Deficiência não é limite, pega a visão de um vencedor!

Genival Ribeiro é um dos trabalhadores com deficiência nos viveiros da Novacap. Ele já participou da São Silvestre e de duas ultramaratonas de ciclismo

Afonso Ventania

31/01/2024 5h59

Foto: Afonso Ventania/ Jornal de Brasília

“Meu sonho era conhecer o rosto dos meus filhos, mas poucos dias antes do nascimento da minha primogênita eu fiquei cego”, lamenta Genival Ribeiro, que é pai de um casal. O paraibano de Piancó é um homem baixo de estatura e esculpido pela resiliência sertaneja. Não se entrega diante dos problemas e dos desafios, por mais difíceis que sejam. Muito falante, usa as palavras em alta velocidade como que para compensar a falta dos olhos. Parece afobado e que está sempre atrasado. Orgulhoso, faz questão de buscar os olhos do interlocutor enquanto conversa.

“O trabalho e o esporte foram ferramentas indispensáveis para eu superar a minha cegueira. Já não tenho mais vergonha e procuro ‘olhar’ para quem conversa comigo”.

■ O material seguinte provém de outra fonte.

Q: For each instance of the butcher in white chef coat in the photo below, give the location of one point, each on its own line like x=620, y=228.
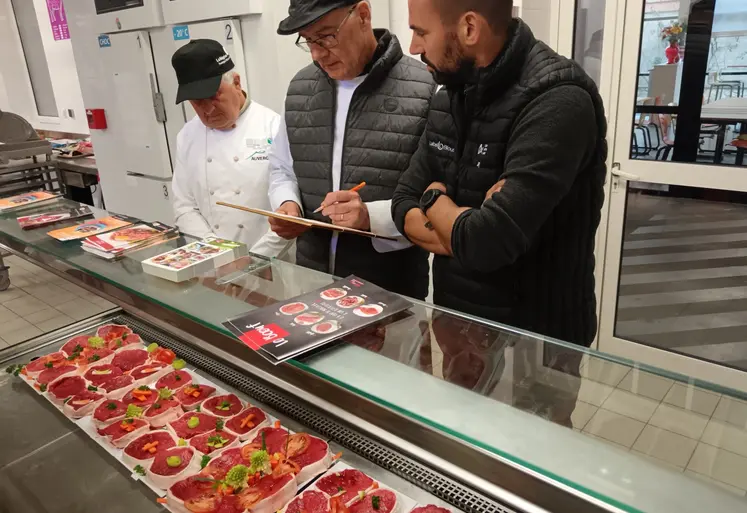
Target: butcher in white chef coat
x=222, y=154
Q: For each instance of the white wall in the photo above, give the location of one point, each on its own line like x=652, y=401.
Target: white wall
x=16, y=94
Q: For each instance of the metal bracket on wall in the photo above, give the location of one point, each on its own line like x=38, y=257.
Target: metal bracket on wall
x=159, y=107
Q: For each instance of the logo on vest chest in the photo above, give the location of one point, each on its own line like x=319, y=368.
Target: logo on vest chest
x=440, y=146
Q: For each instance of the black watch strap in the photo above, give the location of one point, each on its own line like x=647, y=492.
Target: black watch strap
x=429, y=198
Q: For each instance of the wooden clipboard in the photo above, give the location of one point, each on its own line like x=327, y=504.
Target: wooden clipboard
x=307, y=222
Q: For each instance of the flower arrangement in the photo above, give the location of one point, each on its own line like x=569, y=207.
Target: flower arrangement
x=674, y=33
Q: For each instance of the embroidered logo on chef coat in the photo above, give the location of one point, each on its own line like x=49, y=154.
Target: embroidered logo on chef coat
x=258, y=149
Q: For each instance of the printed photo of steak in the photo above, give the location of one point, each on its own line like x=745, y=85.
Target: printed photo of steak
x=127, y=339
x=163, y=411
x=193, y=395
x=269, y=495
x=347, y=483
x=121, y=433
x=150, y=372
x=144, y=448
x=49, y=375
x=128, y=359
x=213, y=441
x=174, y=380
x=45, y=362
x=173, y=465
x=142, y=396
x=99, y=374
x=192, y=424
x=109, y=411
x=117, y=387
x=223, y=405
x=387, y=502
x=430, y=509
x=65, y=387
x=81, y=405
x=247, y=423
x=113, y=331
x=310, y=501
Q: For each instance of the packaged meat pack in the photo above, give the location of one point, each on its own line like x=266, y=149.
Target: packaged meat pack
x=173, y=465
x=144, y=448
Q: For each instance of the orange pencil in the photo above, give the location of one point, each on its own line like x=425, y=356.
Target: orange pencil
x=354, y=189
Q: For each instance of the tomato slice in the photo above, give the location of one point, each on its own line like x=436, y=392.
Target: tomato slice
x=164, y=355
x=206, y=503
x=249, y=497
x=297, y=444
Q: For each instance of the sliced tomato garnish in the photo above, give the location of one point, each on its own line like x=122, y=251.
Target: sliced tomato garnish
x=286, y=467
x=249, y=497
x=297, y=444
x=247, y=450
x=206, y=503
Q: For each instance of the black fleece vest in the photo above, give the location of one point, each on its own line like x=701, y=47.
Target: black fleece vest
x=386, y=120
x=549, y=289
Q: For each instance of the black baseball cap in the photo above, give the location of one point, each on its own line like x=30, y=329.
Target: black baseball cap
x=199, y=66
x=303, y=13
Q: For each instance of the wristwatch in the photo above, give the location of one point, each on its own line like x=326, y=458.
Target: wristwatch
x=429, y=198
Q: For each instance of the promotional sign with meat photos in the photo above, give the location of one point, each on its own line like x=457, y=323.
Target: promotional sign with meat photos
x=288, y=329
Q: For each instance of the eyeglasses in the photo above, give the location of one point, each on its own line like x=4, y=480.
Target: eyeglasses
x=327, y=42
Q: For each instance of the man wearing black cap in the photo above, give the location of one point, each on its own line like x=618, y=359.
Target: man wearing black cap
x=221, y=154
x=355, y=115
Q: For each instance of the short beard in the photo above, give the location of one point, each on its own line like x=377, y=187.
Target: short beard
x=458, y=70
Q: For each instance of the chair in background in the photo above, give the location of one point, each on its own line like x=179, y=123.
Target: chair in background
x=741, y=146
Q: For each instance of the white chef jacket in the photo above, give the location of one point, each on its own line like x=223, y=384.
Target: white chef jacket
x=284, y=185
x=230, y=166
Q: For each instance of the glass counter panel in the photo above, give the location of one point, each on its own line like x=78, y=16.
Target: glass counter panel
x=634, y=437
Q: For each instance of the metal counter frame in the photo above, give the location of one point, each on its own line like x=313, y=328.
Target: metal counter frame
x=498, y=479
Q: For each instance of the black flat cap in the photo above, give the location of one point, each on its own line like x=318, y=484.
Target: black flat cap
x=199, y=66
x=303, y=13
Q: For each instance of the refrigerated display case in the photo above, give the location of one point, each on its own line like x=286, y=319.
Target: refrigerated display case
x=444, y=407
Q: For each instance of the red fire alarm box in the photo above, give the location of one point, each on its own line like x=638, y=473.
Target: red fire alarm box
x=96, y=119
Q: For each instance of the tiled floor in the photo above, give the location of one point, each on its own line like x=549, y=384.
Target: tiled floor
x=38, y=302
x=681, y=427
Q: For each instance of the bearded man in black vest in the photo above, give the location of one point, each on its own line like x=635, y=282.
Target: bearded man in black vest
x=355, y=115
x=507, y=185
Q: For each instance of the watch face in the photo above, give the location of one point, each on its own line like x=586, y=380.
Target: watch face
x=429, y=198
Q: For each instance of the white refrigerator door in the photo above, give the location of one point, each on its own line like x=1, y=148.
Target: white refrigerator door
x=133, y=118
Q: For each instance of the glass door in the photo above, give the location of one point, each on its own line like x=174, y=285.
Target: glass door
x=675, y=273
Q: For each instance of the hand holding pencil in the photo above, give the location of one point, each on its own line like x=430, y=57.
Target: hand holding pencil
x=346, y=208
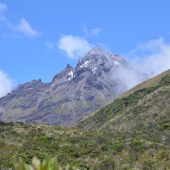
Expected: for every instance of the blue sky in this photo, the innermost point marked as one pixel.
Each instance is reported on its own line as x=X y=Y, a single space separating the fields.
x=35 y=36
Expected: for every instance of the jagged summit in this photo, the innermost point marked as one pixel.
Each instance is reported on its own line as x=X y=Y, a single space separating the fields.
x=72 y=94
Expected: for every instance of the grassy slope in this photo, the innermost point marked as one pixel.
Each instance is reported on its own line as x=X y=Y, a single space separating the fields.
x=131 y=133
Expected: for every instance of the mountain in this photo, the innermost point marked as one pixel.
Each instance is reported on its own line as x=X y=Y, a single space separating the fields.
x=70 y=96
x=143 y=110
x=133 y=132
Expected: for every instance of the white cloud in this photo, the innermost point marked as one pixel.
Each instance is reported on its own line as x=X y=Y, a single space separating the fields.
x=23 y=29
x=5 y=84
x=145 y=61
x=74 y=46
x=153 y=56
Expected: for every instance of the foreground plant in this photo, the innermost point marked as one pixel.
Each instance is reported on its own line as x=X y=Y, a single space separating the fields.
x=36 y=164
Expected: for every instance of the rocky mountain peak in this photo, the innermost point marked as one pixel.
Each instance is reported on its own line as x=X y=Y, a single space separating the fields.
x=72 y=94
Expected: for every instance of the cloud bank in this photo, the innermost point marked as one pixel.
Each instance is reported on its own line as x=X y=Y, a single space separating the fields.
x=74 y=46
x=5 y=84
x=145 y=61
x=23 y=28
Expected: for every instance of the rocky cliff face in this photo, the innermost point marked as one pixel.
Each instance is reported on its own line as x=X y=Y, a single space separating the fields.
x=70 y=97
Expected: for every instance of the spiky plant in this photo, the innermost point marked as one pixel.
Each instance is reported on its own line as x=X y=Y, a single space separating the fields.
x=36 y=164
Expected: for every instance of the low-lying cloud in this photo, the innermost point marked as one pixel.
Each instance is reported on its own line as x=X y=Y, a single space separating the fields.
x=23 y=28
x=145 y=61
x=74 y=46
x=5 y=84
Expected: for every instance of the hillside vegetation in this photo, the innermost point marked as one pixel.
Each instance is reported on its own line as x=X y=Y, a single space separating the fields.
x=132 y=133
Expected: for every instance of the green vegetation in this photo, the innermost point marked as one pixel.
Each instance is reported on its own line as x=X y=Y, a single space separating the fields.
x=131 y=133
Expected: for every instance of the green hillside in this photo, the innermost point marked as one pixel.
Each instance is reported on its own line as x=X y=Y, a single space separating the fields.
x=132 y=133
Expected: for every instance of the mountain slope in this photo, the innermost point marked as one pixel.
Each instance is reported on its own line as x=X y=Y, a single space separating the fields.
x=133 y=132
x=71 y=96
x=144 y=110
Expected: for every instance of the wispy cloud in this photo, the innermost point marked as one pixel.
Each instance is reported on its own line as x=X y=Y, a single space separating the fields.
x=74 y=46
x=145 y=61
x=5 y=84
x=153 y=56
x=22 y=29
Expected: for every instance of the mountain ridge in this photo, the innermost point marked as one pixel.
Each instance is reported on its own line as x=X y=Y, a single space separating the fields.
x=70 y=96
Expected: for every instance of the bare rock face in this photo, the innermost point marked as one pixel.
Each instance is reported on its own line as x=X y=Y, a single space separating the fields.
x=71 y=95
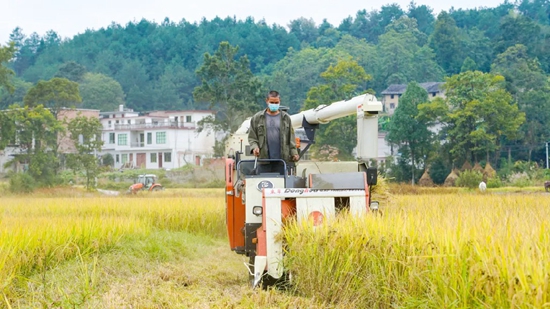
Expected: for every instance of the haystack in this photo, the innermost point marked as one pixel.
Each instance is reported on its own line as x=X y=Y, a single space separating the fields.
x=451 y=179
x=489 y=171
x=426 y=180
x=466 y=166
x=477 y=167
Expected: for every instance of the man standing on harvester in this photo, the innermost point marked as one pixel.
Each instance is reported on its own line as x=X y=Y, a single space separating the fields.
x=271 y=135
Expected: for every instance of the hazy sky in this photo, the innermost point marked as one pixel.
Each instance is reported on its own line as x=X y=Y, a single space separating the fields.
x=70 y=17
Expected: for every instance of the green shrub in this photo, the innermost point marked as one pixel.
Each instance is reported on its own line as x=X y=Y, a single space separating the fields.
x=469 y=179
x=22 y=183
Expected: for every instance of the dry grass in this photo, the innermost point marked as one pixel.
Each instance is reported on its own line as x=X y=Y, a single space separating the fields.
x=432 y=251
x=169 y=250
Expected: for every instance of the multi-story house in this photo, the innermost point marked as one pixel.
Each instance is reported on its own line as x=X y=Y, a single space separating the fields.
x=391 y=95
x=160 y=139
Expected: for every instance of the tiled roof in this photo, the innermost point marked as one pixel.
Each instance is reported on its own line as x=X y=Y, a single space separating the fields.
x=400 y=88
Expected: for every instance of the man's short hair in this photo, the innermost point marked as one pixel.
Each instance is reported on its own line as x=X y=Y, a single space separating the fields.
x=273 y=94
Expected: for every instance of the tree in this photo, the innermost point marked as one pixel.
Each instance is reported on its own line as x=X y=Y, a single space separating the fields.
x=71 y=71
x=529 y=86
x=6 y=54
x=409 y=132
x=229 y=87
x=304 y=29
x=476 y=115
x=423 y=15
x=54 y=94
x=101 y=92
x=85 y=133
x=341 y=82
x=468 y=65
x=295 y=74
x=445 y=41
x=36 y=132
x=20 y=90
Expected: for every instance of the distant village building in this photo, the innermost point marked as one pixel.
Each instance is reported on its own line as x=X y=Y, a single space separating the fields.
x=391 y=95
x=154 y=140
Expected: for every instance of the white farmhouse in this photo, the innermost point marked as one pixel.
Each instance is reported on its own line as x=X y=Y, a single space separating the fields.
x=154 y=140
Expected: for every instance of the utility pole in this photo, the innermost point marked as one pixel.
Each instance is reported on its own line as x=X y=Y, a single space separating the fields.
x=547 y=155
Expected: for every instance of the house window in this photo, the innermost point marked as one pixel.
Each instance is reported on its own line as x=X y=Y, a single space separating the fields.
x=122 y=139
x=161 y=137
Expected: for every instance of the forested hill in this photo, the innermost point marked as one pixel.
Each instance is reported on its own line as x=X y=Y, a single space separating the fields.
x=150 y=66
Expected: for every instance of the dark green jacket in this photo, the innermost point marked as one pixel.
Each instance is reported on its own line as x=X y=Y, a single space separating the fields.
x=257 y=136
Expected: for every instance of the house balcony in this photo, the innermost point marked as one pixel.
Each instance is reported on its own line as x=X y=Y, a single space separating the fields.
x=148 y=126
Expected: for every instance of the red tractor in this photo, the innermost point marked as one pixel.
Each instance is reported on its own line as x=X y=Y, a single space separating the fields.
x=145 y=182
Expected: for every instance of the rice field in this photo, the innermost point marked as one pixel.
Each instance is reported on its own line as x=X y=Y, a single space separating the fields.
x=431 y=251
x=452 y=250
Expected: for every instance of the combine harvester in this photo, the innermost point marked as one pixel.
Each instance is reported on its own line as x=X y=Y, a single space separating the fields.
x=258 y=204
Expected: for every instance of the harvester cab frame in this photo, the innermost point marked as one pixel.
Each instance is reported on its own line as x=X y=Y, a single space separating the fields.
x=258 y=202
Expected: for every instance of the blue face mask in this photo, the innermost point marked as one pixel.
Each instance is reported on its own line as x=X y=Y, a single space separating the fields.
x=273 y=107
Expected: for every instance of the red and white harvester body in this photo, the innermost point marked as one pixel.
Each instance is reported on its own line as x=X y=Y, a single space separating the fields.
x=258 y=203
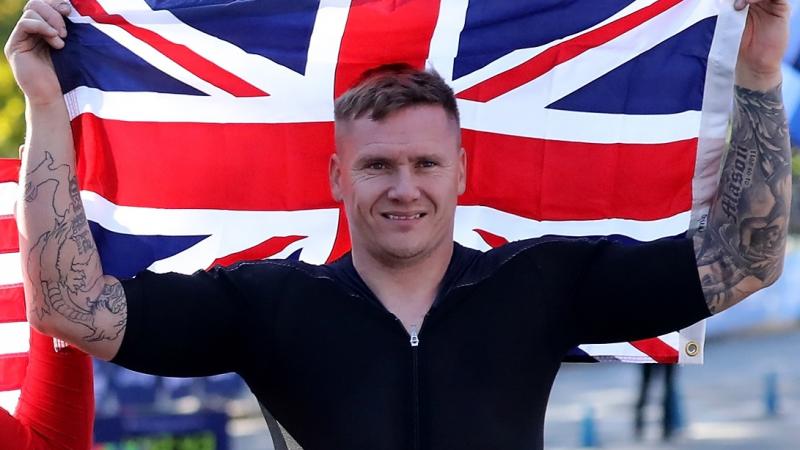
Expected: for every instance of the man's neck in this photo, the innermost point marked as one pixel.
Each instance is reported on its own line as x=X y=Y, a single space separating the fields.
x=408 y=289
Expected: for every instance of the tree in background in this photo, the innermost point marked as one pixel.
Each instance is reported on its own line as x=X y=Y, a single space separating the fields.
x=12 y=105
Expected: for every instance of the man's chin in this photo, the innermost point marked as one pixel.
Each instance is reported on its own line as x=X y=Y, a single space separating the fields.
x=401 y=255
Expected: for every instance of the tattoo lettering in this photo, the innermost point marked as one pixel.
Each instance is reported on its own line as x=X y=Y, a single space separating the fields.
x=67 y=246
x=741 y=248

Genival, de 56 anos, é uma das nove pessoas com deficiência que trabalha no Viveiro I da Companhia Urbanizadora da Nova Capital (Novacap), localizado no Park Way e onde são desenvolvidas as mudas de flores, arbustos, palmeiras e plantas de sombra. São 500 espécies ao todo. Fundado em 1962, o espaço foi reformado recentemente e tem 56 funcionários para cuidar dos 26 hectares com estufas, áreas de produção e outras dependências. O segundo viveiro, no Setor de Oficinas Norte, foi criado em 1972 para o cultivo de árvores em 78 hectares.

A produção e a variedade de ambos garantem a Brasília o título de cidade-parque, conceito idealizado pelo urbanista Lúcio Costa. Atualmente, há no Distrito Federal 5,5 milhões de árvores, 186 milhões de metros quadrados de grama e 650 jardins públicos. Desse total, 950 mil são árvores frutíferas de 35 espécies diferentes.

A chefe da Divisão de Agronomia da Novacap, Janaína Gonzales, explica que, para preservar a integridade física dos trabalhadores com deficiência, toda a estrutura recebeu projeto de acessibilidade e o tráfego de veículos automotores é restrito. “Desde o início, implementamos esses protocolos de segurança para proteger nossos funcionários que têm deficiência. Os carros de visitantes e de funcionários devem ficar estacionados na entrada do viveiro”. Segundo ela, profissionais com as habilidades de Genival são indispensáveis em alguns tipos de trabalho. “Antes ele trabalhava no beneficiamento de sementes e agora na reciclagem de substratos. Em ambos setores, ele demonstrou um rendimento muito superior em comparação com uma pessoa que enxerga devido ao tato mais desenvolvido”, afirma.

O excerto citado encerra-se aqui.